Duas coisas precisam ser ditas. A primeira é que houve honrosas exceções entre os estrangeiros, de bancos que mantiveram suas posições mesmo diante do quase pânico instalado no mercado. A segunda é que os bancos nacionais não fugiram, mas cobraram juros altos para continuar participando dos leilões de títulos públicos e, em muitos casos, puseram o pé no freio do crédito, até porque seguem os mesmos manuais que recomendam cuidado absoluto com risco de calote ou inadimplência.
De qualquer forma, há uma diferença fundamental entre um banco nacional e um estrangeiro, evidenciada nessa crise pré-eleitoral. Para um nacional, a desgraça do Brasil seria necessariamente a sua própria ruína. Para um estrangeiro, que opera nos diferentes mercados mundiais, seria apenas um transtorno passageiro. Ficou claro, portanto, como é importante ter bancos locais grandes e sólidos. A Argentina, por conta da maior internacionalização de seu sistema financeiro, não teve a mesma sorte.

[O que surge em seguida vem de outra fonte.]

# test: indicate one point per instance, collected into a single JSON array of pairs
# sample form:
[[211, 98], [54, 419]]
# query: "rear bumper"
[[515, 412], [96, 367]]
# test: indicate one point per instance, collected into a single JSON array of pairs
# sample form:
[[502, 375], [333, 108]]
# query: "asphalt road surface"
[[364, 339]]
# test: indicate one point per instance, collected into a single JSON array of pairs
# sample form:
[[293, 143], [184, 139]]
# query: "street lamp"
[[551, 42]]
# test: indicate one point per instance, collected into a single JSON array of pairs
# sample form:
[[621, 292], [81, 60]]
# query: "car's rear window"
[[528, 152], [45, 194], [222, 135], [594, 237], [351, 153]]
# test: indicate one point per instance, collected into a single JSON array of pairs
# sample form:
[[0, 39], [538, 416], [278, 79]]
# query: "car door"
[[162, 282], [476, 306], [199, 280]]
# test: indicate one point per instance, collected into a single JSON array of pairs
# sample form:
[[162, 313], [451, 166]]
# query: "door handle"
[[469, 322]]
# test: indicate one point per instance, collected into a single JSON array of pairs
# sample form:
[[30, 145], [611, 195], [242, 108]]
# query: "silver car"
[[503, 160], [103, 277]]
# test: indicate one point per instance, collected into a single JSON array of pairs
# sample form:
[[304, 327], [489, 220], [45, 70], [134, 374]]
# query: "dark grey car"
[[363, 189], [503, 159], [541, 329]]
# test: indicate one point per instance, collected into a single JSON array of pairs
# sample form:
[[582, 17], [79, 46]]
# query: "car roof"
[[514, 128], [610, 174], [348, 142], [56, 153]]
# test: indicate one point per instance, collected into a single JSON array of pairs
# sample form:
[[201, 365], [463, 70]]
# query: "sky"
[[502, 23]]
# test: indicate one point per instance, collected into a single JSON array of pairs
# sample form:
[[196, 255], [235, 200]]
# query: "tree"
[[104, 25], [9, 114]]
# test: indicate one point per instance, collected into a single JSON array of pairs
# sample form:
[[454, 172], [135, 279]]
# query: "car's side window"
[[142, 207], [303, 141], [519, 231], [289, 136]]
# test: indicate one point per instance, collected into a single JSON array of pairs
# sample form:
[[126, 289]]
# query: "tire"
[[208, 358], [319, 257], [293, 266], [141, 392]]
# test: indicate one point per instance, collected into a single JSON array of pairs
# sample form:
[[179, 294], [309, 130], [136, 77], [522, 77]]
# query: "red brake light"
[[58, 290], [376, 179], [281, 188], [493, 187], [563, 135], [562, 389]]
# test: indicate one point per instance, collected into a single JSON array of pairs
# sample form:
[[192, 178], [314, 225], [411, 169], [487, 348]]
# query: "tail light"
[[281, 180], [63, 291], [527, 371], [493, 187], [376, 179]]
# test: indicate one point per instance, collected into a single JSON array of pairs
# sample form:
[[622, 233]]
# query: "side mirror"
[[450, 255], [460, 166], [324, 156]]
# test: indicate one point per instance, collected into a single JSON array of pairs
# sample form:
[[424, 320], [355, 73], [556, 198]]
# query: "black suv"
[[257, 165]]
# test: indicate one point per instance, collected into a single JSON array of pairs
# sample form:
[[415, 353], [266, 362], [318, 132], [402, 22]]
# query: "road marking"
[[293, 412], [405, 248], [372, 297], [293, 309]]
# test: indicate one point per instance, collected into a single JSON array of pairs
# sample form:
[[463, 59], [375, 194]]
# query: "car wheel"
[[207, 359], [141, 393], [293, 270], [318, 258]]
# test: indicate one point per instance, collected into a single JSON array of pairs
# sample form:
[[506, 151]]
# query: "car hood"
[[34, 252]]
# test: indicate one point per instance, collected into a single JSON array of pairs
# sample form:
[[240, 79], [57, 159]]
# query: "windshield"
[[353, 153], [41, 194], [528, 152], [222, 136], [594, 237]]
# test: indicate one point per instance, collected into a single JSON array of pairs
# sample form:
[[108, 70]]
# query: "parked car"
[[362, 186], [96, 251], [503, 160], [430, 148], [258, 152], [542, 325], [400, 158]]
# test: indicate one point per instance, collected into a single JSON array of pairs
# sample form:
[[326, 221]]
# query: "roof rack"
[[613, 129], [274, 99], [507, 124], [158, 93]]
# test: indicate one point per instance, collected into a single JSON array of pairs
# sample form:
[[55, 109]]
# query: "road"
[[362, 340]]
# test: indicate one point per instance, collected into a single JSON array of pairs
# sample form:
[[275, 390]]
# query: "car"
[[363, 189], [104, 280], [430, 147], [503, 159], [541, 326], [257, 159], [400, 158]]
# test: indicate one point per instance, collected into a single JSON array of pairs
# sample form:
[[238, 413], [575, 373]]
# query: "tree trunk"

A lição não vale apenas para o setor financeiro, mas também para os demais, inclusive o industrial. É claro que o investimento produtivo aplicado em máquinas e equipamentos, por exemplo, tende a reagir mais lentamente. Porém, tanto quanto o capital financeiro, odeia riscos e foge deles.
Fortalecer o empreendedor nacional, independentemente de setor ou tamanho, é tarefa da qual não se pode descuidar quando se sonha com um novo Brasil.


Benjamin Steinbruch, 49, empresário, é presidente do conselho de administração da Companhia Siderúrgica Nacional.